One hand on the shoulder of the man in front of us, other hand wrapped around the hafts of our spears, we descended into the ruins of the temple. I could feel my heart thundering as roots of fear twined through my chest. I’m sure the others felt the same. We used our spears like staves, feeling out the confines of our space. Metal rang off of stone. Rubble cluttered the floor and got caught underfoot, causing us to stumble.

“Take care,” one of the commanders said. “Listen, ears open!”

I could feel by the air on my skin, by the way it shifted, that we’d entered a more open space. I could see fragments of sunlight at the edges of my blindfold, nothing more. Even so, the area was cool and dim. Listening carefully, I heard shuffling footsteps, the creak of leather armour and the clank of shields. Then, a vicious hiss rent the room. The sound alone made my legs almost too weak to hold me.

“She’s here!” someone shouted.

“Together, remember your positions!” another voice said.

For a moment, all the training we had done flew out of my head. I was helpless as a blindfolded babe. Men crashed into my shoulders at either side, however, and instinct took over. I reached for my shield and hauled it around in front of me, feeling the men at my sides do the same. Knots of soldiers turned into miniature phalanxes, moving boxes of men presenting shields on all sides. By the jostling and shouts, I could tell the process ran less smoothly than it had done in training but even blind most of us found the places into which we slotted. I shoved my spear forward, rasping against the edge of my shield, so it would bristle from the wall of shields.

The temperature inside the phalanx quickly mounted. I could feel the other men’s hot, damp breath and twisted limbs, shields and spears held in such a way to armour us in all directions. I listened for our enemy. Low hisses, and then the dry scrape of scales on stone. A long, soft, sinuous sound.

“That way!” A hand pushed me in the shoulder.

With men shoving from behind, and to either side, I couldn’t have resisted even if I wanted to. The unseen room wasn’t easy to negotiate even with the smaller phalanx. We thrust our way toward the source of the noise as best we could but ran up against piles of rubble and other obstructions that were difficult to navigate without the use of sight. My shield crunched into something the size of a man and heavy. Crying out, I lanced it with my spear but the weapon glanced off solid rock.

I pictured what we must look like from the perspective of our sighted enemy. A squat, boxy, hardshelled, many legged, many limbed thing, bristling with spines, blundering blind around the room in clumsy, lurching movements. Cracks could be felt in our armour hide as men stumbled into obstacles and lost cohesion. I was crushed for a moment between the men behind me and another solid impediment until I shouted at them to stop.

Suddenly, someone screamed and there was a terrible clatter of weapons and shields. Another snarling hiss split the air and I heard the rasp of scales. Another crash. I and the other members of my phalanx struggled to turn in the direction of the noise to help but we tripped and came apart before having to find one another again.

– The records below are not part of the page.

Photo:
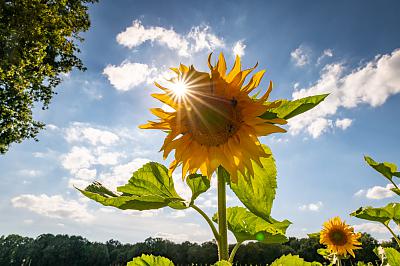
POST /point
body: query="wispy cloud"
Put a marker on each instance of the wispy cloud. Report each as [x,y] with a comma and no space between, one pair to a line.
[128,75]
[53,207]
[311,206]
[81,132]
[376,192]
[301,56]
[326,53]
[370,228]
[197,39]
[370,84]
[343,123]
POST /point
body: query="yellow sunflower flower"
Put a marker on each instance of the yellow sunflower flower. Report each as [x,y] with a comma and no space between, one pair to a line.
[214,119]
[339,237]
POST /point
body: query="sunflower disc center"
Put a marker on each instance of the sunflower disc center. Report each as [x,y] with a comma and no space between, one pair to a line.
[339,238]
[212,121]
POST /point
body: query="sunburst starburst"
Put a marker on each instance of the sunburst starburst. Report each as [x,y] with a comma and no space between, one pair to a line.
[215,121]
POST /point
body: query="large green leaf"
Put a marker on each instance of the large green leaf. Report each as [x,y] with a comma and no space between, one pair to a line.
[150,187]
[388,256]
[247,226]
[198,184]
[392,256]
[258,192]
[388,170]
[383,215]
[288,109]
[293,260]
[150,260]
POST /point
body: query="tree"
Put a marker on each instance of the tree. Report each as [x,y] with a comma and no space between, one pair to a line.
[38,43]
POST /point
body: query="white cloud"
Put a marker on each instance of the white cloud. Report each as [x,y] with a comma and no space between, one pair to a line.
[325,53]
[28,221]
[51,127]
[301,56]
[311,207]
[378,192]
[30,173]
[370,84]
[199,38]
[319,126]
[370,228]
[343,123]
[128,75]
[86,174]
[239,47]
[77,158]
[53,206]
[79,132]
[360,193]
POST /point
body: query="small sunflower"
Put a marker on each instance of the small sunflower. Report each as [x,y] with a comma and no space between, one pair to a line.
[214,121]
[339,237]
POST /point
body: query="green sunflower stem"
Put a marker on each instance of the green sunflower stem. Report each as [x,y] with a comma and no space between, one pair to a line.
[233,252]
[223,249]
[208,220]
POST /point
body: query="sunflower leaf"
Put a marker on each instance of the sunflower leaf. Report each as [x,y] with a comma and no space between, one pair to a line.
[293,260]
[388,170]
[383,215]
[198,184]
[150,187]
[288,109]
[388,256]
[257,192]
[247,226]
[146,260]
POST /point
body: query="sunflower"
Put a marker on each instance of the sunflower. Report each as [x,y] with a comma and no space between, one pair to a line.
[339,237]
[214,121]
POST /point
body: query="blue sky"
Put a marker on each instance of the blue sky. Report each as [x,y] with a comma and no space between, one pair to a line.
[349,49]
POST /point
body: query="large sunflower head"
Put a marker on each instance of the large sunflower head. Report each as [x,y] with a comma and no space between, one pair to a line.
[339,237]
[214,120]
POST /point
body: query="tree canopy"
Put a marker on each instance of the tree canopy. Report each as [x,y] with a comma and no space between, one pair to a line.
[62,250]
[38,43]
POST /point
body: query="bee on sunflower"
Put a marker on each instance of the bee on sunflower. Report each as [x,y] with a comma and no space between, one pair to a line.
[339,238]
[215,121]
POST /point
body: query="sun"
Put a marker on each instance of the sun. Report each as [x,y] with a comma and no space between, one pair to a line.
[214,122]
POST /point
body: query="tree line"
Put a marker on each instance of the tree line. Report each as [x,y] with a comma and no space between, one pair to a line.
[48,249]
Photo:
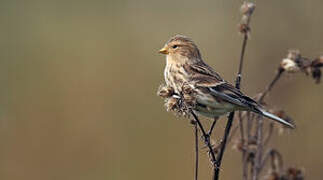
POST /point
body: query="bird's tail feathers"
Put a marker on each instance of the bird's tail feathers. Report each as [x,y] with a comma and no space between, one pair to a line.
[277,119]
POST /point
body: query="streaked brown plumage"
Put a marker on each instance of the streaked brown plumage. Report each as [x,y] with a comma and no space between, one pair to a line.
[214,96]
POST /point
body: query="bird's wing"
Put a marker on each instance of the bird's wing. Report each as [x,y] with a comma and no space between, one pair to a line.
[205,77]
[207,80]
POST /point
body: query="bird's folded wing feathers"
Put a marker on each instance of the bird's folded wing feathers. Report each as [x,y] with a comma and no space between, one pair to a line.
[205,77]
[229,93]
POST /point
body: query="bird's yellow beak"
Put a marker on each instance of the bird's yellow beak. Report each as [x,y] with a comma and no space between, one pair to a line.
[163,51]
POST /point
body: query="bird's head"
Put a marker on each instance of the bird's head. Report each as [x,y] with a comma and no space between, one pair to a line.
[181,48]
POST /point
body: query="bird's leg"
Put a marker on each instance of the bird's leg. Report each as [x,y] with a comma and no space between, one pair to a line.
[212,126]
[206,140]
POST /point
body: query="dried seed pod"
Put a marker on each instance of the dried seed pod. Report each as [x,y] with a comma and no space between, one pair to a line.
[247,8]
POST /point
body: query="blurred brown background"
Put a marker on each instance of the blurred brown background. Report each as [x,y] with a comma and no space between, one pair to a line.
[79,80]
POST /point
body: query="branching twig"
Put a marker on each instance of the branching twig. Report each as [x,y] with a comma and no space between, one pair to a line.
[207,142]
[247,9]
[196,151]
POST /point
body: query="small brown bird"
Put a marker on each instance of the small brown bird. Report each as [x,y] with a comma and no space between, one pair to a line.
[214,96]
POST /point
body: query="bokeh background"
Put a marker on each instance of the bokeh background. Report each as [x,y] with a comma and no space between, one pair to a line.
[79,79]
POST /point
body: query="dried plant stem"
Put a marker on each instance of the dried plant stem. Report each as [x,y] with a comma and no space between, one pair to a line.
[231,115]
[271,85]
[207,142]
[258,156]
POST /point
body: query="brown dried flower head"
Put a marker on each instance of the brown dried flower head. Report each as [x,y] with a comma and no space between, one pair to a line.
[295,62]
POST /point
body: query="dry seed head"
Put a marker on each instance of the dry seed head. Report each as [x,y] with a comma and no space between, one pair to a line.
[165,91]
[247,8]
[294,54]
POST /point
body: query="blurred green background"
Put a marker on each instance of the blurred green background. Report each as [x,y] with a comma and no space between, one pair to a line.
[79,80]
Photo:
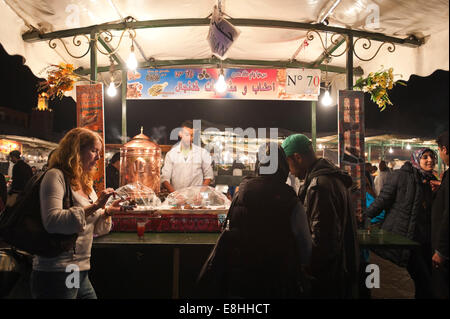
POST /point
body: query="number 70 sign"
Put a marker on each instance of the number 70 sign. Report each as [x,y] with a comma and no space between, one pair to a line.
[303,81]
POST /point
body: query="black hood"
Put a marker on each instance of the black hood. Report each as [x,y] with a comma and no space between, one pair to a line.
[264,159]
[263,193]
[324,167]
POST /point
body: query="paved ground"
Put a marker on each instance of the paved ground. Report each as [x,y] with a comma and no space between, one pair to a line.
[395,282]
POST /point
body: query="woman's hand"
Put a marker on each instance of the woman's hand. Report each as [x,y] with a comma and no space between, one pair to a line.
[116,207]
[103,197]
[435,185]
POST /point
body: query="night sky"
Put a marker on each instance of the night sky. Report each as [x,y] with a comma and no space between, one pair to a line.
[420,109]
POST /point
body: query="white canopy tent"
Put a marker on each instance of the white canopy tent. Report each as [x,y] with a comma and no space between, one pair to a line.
[187,39]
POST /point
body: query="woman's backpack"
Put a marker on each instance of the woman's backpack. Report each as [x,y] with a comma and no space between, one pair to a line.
[21,224]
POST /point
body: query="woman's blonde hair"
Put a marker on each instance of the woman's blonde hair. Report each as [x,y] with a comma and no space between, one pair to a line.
[67,157]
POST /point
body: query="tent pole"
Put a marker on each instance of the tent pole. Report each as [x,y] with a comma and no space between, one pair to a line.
[124,106]
[93,52]
[313,124]
[349,64]
[439,165]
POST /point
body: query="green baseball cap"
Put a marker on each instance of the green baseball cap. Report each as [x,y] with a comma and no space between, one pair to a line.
[296,143]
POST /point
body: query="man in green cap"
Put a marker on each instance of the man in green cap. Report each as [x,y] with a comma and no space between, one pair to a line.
[326,197]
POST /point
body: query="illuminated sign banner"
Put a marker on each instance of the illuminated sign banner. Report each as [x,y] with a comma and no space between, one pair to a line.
[351,143]
[90,115]
[197,83]
[7,146]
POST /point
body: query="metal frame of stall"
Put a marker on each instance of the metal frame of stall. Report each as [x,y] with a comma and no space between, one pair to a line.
[345,36]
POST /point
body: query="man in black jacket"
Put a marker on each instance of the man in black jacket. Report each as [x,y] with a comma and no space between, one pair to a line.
[439,228]
[267,242]
[327,200]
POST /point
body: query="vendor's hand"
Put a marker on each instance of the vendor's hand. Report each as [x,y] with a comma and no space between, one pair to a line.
[103,197]
[435,185]
[437,260]
[114,208]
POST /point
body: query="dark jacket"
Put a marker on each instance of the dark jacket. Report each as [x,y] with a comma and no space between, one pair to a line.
[258,256]
[20,175]
[3,189]
[407,202]
[112,177]
[439,218]
[335,253]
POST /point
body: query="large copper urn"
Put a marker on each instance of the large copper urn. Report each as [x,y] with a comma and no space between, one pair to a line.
[140,161]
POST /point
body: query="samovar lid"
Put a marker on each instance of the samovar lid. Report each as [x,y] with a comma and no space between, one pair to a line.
[142,141]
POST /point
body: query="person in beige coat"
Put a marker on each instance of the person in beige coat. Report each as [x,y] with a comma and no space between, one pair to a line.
[66,275]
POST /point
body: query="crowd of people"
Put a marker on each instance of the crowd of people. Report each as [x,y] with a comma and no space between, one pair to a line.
[276,243]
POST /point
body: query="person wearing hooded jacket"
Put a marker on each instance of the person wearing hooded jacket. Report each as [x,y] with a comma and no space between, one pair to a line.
[266,243]
[407,198]
[326,197]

Some of the screams went on and on. Some cut out abruptly, as if sliced in two with a razor. The sudden absence they left loomed, unnaturally large. I heard something wet, like a spear being driven into flesh, a man shrieking in pain, and then the splatter of thick liquid on stone. I could smell it in the air, the iron stink of blood, the taint of sweat and fear.

“I can’t fight like this!” someone said.

“Leave the blindfolds on!”

Another yell cut into yawning silence. The clatter of a dropped sword or shield and then nothing. I listened hard as our phalanx drew to a halt, panting and heaving. Scales scraped and more soft hisses snuck through the room.

“Where is she?”

“Shut your mouth! Shut it!”

I heard whispered prayers. We inched this way and that, shields held in front of us and over our heads, but couldn’t pinpoint the sound of our target.

Something smashed into the man on my left. Screaming, we lashed out and hacked at the air with our spears. Another bit of rubble had been dropped or tipped or tossed, knocking aside his shield. We fell apart and tried to come back together like we’d trained but thrown spears whipped through our mass. I heard the man beside me get hit and he let out a gurgling cry. When I reached for him, I felt the haft of the spear jutting from his throat. Another spear cut past my ear, narrowly missing, and hit the man behind me.

“No more, no more!” another man behind me cried.

I felt fumbling and suspected he was removing his blindfold. Moments later, there was another scream. And then another abrupt silence, the cry of horror ripped in two.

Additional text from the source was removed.